Morante interprète de la poésie à Nîmes, l'après-midi de l'alternative triomphale de Marco Pérez.

L'amphithéâtre de Nîmes, plein à craquer jusqu'à la dernière pierre de son édifice bimillénaire, a vu cet après-midi deux œuvres d'art signées José Antonio Morante Camacho, Morante de la Puebla, sur les affiches. Il n'a pas coupé les oreilles – l'épée l'en a empêché – mais ce qui a été fait et vu, ce qui a été apprécié, transcende le tangible et s'élève aux plus hauts sommets de l'art. Car Morante corrida la poésie.
Cette corrida était la corrida alternative de Marco Pérez, un jeune homme qui se consacrait à la tauromachie et qui, si le destin le permet, était promis à un brillant avenir.
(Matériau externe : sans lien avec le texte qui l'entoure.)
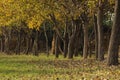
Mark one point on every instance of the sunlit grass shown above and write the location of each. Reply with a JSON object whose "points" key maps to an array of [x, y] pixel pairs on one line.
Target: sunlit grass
{"points": [[29, 67]]}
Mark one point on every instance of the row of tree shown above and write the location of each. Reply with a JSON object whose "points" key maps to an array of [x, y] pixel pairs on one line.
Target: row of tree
{"points": [[69, 27]]}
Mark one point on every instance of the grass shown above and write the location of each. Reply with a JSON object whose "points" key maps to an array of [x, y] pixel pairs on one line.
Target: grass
{"points": [[15, 67]]}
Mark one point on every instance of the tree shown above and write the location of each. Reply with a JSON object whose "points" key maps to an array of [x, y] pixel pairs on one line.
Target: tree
{"points": [[114, 39]]}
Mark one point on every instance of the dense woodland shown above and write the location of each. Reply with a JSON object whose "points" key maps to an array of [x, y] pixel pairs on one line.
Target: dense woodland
{"points": [[87, 28]]}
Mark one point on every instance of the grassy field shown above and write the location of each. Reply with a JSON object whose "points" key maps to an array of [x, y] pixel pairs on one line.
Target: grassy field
{"points": [[13, 67]]}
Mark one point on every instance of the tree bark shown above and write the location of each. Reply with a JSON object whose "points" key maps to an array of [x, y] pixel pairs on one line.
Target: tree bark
{"points": [[56, 46], [46, 39], [114, 39], [18, 43], [71, 40], [100, 31], [96, 36], [35, 44], [85, 49]]}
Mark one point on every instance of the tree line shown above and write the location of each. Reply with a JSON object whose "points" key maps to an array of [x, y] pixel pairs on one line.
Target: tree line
{"points": [[67, 27]]}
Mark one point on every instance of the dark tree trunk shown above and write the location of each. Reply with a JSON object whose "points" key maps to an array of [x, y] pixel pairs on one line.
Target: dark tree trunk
{"points": [[71, 40], [96, 36], [100, 31], [7, 35], [53, 44], [114, 39], [70, 47], [56, 46], [85, 49], [27, 45], [65, 41], [46, 39], [2, 45], [35, 44], [18, 43]]}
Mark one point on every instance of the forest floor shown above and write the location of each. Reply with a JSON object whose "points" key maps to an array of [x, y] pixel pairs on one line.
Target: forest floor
{"points": [[23, 67]]}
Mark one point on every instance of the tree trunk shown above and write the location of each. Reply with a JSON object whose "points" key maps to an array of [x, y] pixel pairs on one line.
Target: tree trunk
{"points": [[2, 45], [114, 39], [46, 39], [18, 43], [85, 49], [35, 44], [96, 36], [65, 41], [71, 41], [53, 44], [56, 46], [100, 31], [27, 45]]}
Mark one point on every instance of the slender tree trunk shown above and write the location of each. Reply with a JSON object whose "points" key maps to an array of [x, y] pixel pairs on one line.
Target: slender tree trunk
{"points": [[2, 45], [7, 40], [71, 41], [96, 36], [85, 49], [46, 38], [114, 39], [100, 31], [53, 44], [65, 41], [18, 43], [27, 45], [56, 46], [35, 44]]}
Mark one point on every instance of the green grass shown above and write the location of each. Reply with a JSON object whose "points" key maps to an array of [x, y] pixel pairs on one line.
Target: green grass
{"points": [[23, 67]]}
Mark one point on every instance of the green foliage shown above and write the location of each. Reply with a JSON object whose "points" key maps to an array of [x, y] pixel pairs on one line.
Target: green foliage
{"points": [[48, 68]]}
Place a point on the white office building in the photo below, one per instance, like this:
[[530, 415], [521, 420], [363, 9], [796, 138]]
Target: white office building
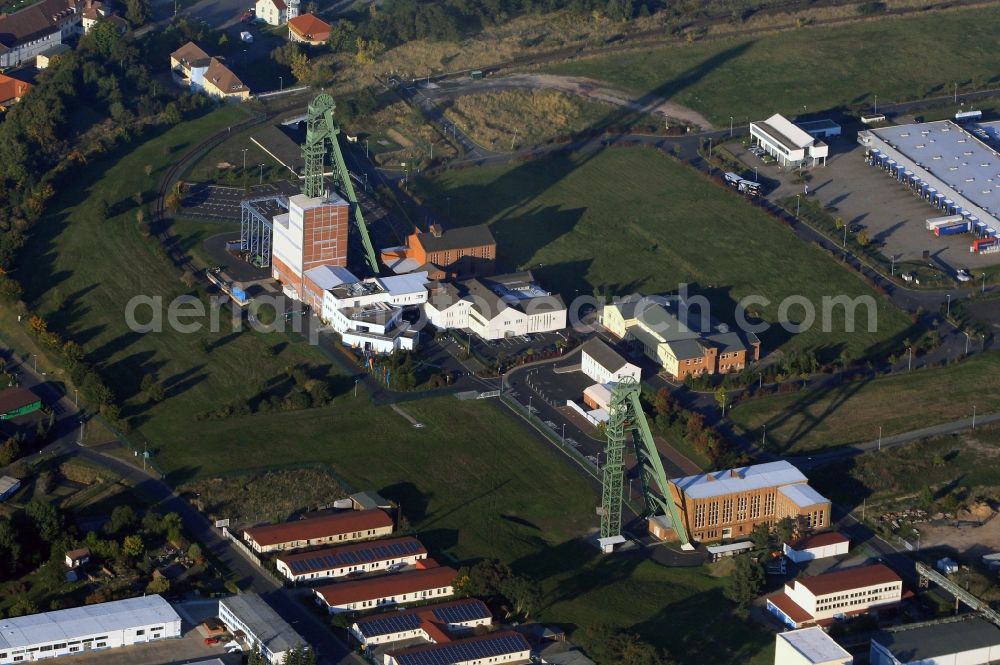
[[260, 625], [809, 646], [85, 629], [601, 363], [790, 145]]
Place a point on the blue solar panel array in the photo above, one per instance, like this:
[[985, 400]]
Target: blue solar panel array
[[389, 624], [464, 650], [375, 552], [469, 611]]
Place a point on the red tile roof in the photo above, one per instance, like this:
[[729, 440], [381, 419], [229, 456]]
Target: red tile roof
[[384, 586], [818, 540], [852, 578], [790, 608], [13, 399], [366, 546], [308, 26], [319, 527]]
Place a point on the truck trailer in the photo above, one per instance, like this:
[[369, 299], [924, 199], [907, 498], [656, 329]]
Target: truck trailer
[[935, 222], [952, 229]]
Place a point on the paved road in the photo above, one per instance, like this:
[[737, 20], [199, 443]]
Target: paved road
[[67, 433]]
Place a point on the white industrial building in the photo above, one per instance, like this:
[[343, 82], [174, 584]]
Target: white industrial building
[[368, 314], [496, 307], [817, 546], [260, 625], [809, 646], [85, 629], [843, 593], [601, 363], [968, 641], [950, 167], [790, 145]]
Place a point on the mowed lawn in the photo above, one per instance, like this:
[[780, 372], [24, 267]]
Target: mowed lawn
[[812, 69], [85, 270], [853, 412], [630, 220]]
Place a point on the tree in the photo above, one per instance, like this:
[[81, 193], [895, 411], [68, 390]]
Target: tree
[[133, 546], [746, 581], [158, 584], [137, 11], [46, 518], [195, 553]]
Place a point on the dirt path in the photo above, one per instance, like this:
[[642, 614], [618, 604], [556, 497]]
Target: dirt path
[[593, 89]]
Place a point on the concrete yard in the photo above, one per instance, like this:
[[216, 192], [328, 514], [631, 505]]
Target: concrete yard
[[888, 211]]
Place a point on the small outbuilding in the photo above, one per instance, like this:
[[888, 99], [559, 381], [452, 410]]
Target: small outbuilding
[[817, 546]]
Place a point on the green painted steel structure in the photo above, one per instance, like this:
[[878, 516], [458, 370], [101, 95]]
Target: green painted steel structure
[[626, 420], [320, 128]]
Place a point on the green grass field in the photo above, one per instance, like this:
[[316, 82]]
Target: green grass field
[[967, 460], [484, 488], [630, 220], [853, 412], [811, 69]]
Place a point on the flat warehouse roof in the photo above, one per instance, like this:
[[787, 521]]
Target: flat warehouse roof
[[924, 643], [265, 624], [949, 158], [79, 622]]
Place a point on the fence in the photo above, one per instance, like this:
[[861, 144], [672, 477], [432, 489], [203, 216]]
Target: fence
[[251, 555]]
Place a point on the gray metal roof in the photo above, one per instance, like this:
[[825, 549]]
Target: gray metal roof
[[925, 642], [815, 645], [949, 158], [803, 496], [603, 354], [730, 481], [266, 624], [77, 622]]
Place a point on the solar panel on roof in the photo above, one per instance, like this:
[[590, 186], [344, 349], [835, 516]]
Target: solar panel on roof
[[389, 624], [463, 651]]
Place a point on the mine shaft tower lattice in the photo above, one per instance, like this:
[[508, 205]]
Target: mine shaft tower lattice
[[626, 421], [320, 128]]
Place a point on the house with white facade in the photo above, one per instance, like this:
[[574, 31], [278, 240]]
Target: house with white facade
[[272, 12], [790, 145], [839, 594], [80, 630], [496, 307], [37, 28]]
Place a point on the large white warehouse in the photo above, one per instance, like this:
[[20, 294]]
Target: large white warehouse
[[89, 628]]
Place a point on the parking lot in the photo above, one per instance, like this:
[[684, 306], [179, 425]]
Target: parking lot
[[867, 199]]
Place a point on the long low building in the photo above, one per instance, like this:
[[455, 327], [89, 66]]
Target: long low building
[[342, 527], [972, 641], [261, 626], [350, 559], [948, 166], [433, 623], [501, 647], [84, 629], [843, 593], [388, 590]]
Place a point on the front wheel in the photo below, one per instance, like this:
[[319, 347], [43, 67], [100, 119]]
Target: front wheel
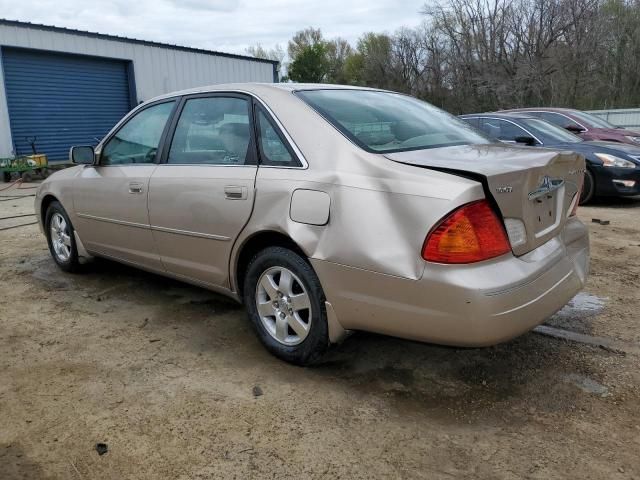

Ses deux taureaux, notamment le dernier, qu'il a affronté avec une adresse remarquable (il a coupé deux oreilles), ainsi qu'Alejandro Talavante (une oreille pour chaque taureau), en ont clairement témoigné, démontrant ainsi sa bonne forme actuelle.
Mais comme il ne s’agit pas d’une chronique typique, que le lecteur revienne à Morante.
Lire aussiSans parler des véroniques gracieuses, des chicuelinas gracieuses, ou de la réception merveilleuse du quatrième taureau avec deux passes de cape, à genoux et près des planches, avec l'essence même du combat de coqs, qui furent comme deux éclairs qui éblouirent les yeux et ébranlèrent le cœur. Ou encore du début de la faena assis sur l'étrier, des passes hautes, telle ou telle série de passes rondes ou naturelles, des changements de main, des trincherazos, des entrées et sorties de la face du taureau…
Oui, pour que ce soit bien clair, s'il en était besoin, nous sommes devant l'un des plus grands toreros de l'histoire de la tauromachie. Morante ouvre chaque soir un livre qui rassemble et compile des figures et des mouvements, dont beaucoup portent le nom du torero qui les a inspirés, et les recrée pour les sublimer.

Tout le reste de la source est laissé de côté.